After saying for years that new HIV infections among gay and bisexual men are high, but stable, a city health department memo given to Gay City News asserts that new HIV infections among those men are increasing.

By: DUNCAN OSBORNE

Health dept. memo suggests sex clubs could be closed with circumstantial evidence

After saying for years that new HIV infections among gay and bisexual men are high, but stable, a city health department memo given to Gay City News is asserting that new HIV infections among those men are increasing.

“New York City is now experiencing an increase in syphilis and an increase in HIV infection in men who have sex with men,” Dr. Thomas Farley, a special advisor to Dr. Thomas R. Frieden, the city's health commissioner, wrote in the November 2007 memo.

The six-page memo, titled “Policy Regarding Bathhouses and Other Commercial Sex Venues in New York City,”was drafted for Frieden and explores the options for dealing with sex clubs and bathhouses.

“In view of this increase it is appropriate to re-evaluate New York's current policies regarding commercial sex venues to see if policy changes could reduce the spread of these infections,” wrote Farley, previously a professor and department chair at Tulane University's School of Public Health and Tropical Medicine.

While some gay and AIDS activists have said for some time that new HIV infections among gay men have increased, as far back as 2002, Frieden said that new infections in that group were stable. The health department has maintained that position since then and data it has released support that view.

In early 2007, the department released a four-year study showing that the estimated new infection rate among all groups in the city, except gay and bisexual men, had fallen with many showing significant declines.

In that study, roughly three percent of the gay men were newly infected in each year, posting the highest rate among all groups in the city, and that rate matched earlier city estimates dating back to 1993.

Farley, who has a medical degree and a masters degree in public health, was referring only to recent reported increases among men who have sex with men (MSM) under 30, Sara Markt, a deputy press secretary in the health department, wrote in an e-mail.

“The info about increases in infection applies to young MSM only (under 30), as previously announced,” Markt wrote. “Infections are decreasing among older MSM.”

The memo explores four options for dealing with the city's sex clubs and bathhouses.

At present, those businesses are subject to the same building, fire, and other codes that govern any business in the city. The only regulation that deals with the sex in these places is a state health code that bans oral, anal, and vaginal sex, with or without a condom, in “any place in which entry, membership, goods or services are purchased.”

Since the code was written in 1985, the city has closed roughly 40 to 50 businesses that allowed such sex on their premises. The vast majority served gay and bisexual men. Frieden has dramatically increased the number of inspections for code violations since 2002 when he became health commissioner.

The first option spelled out in the Farley memo is to maintain the status quo – more inspections, warnings to those places that are found to violate the code, and close those businesses that do not respond to warnings.

The second option is to move more aggressively against the city's remaining bathhouses and make “greater efforts to close sex clubs and 'private sex parties' that have fixed locations, regular hours of operation, and charge a fee.”

In prior closings, the city has typically used information from two or three dozen inspections and cited in excess of 100 violations per business to get a court order temporarily or permanently closing a club. Farley said that standard might not be necessary.

“It is the opinion of the General Counsel's office that we may be able to close sex parties based on circumstantial evidence (that is, without direct observation of sexual activity),” Farley wrote.

The closings are handled by the city's Corporation Counsel's office, essentially the city's law firm, and they may not agree. Markt wrote that the health department had not discussed these options with other city agencies.

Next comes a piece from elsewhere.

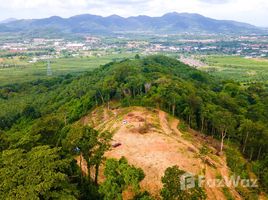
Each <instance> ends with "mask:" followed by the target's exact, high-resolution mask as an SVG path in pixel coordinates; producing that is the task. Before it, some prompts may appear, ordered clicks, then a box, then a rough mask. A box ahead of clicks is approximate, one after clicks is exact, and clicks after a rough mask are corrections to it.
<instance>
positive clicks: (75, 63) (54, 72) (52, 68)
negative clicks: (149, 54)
mask: <svg viewBox="0 0 268 200" xmlns="http://www.w3.org/2000/svg"><path fill="white" fill-rule="evenodd" d="M130 57H134V55H133V54H111V55H105V56H102V57H83V58H81V57H74V58H59V59H53V60H51V64H50V66H51V70H52V76H49V77H57V76H60V75H65V74H77V73H81V72H85V71H90V70H92V69H95V68H97V67H99V66H100V65H104V64H106V63H108V62H111V61H116V60H117V61H118V60H121V59H123V58H130ZM3 63H5V64H9V65H10V64H12V66H11V67H8V68H0V85H7V84H12V83H22V82H27V81H33V80H37V79H44V78H48V76H47V61H38V62H36V63H28V62H26V61H21V60H19V59H17V58H13V59H8V60H4V59H3V60H2V64H3Z"/></svg>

The third option is to use the state code “to close all commercial sex venues, including bathhouses currently in operation,” Farley wrote.

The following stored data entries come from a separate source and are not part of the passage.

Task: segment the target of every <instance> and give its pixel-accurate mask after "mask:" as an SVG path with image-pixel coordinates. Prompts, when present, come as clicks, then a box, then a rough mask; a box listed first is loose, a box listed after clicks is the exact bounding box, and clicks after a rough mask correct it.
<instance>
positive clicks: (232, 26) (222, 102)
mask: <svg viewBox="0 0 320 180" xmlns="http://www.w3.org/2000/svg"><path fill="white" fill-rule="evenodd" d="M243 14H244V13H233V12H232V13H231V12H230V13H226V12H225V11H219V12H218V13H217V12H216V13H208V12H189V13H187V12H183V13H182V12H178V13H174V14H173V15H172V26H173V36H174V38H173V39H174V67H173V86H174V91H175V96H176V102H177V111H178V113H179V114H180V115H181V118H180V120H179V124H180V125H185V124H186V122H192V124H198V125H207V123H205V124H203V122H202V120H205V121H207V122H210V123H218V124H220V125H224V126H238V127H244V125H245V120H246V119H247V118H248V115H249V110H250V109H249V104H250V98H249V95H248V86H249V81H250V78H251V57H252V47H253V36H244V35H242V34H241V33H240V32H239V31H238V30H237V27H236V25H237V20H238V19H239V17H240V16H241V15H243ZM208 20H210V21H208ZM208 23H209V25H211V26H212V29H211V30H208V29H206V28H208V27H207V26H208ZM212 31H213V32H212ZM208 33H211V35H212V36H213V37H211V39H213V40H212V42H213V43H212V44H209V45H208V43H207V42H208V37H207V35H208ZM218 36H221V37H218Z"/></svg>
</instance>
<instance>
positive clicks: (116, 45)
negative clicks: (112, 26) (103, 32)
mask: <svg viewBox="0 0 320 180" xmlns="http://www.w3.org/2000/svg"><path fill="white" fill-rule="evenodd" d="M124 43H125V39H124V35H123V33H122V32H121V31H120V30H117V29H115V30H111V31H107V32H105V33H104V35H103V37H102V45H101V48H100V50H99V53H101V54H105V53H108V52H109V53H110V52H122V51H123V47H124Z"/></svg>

“Based on conversations with the General Counsel's office, it may be possible to gather sufficient evidence to close bathhouses as well as 'private sex parties' under this rule based on circumstantial evidence, that is, without direct observations of sexual activity,” he wrote. “[T]his is likely to be challenged in court and will cause anger among gay activists and some AIDS service organizations. Many will argue that closing bathhouses will disperse men to other locations where sexual activity may be riskier.”

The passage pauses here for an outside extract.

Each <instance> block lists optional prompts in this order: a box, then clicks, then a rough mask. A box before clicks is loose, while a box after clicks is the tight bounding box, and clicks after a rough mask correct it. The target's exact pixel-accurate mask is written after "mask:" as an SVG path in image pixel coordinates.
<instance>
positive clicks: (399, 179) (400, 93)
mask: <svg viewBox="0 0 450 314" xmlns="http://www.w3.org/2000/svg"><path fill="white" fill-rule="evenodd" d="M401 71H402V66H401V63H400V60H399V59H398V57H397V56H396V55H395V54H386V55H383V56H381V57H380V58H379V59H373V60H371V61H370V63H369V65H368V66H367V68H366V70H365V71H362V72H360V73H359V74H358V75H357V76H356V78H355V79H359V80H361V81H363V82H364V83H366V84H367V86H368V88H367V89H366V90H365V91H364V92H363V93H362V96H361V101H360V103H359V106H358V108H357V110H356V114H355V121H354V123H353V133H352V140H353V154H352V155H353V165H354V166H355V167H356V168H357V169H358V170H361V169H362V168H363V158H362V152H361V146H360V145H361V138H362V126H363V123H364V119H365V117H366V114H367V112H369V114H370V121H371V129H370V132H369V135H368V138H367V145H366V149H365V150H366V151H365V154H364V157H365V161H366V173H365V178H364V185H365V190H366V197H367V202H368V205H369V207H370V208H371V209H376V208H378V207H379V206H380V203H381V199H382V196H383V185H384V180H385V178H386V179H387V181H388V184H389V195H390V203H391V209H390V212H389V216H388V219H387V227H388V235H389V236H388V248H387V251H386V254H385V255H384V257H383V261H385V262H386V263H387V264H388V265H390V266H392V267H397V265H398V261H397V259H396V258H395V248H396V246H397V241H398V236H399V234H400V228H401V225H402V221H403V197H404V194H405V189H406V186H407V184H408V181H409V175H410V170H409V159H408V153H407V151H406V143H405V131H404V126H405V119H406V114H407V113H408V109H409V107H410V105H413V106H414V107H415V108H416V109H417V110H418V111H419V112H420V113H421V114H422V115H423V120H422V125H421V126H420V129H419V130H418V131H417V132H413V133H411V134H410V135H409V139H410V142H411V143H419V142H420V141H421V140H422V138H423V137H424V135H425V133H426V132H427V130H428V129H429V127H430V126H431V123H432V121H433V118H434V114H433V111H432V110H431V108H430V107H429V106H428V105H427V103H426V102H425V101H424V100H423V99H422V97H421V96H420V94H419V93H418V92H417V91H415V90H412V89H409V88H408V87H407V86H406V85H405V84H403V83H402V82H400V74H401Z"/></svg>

The fourth option is to regulate these businesses. The state code would be changed to allow “bathhouses to operate under strict safe-sex rules, and allow 'private sex parties' to either become permitted bathhouses under these rules or risk closure as in option 2.”

The city, under that option, would require these businesses to post and enforce safe sex rules, ban private areas, offer HIV testing, and allow the health department to make regular inspections and survey customers. Markt wrote that the department had not yet selected any option.

“[T]his document was an internal backgrounder about our current policy, what other cities do, and what the options could be if this policy was ever to be revised,” she wrote. “We don't have any plans to change the policy at this point, just wanted to evaluate how NYC and other cities are dealing with the issue… [W]e are not making any moves to change or recommend changes at this point.”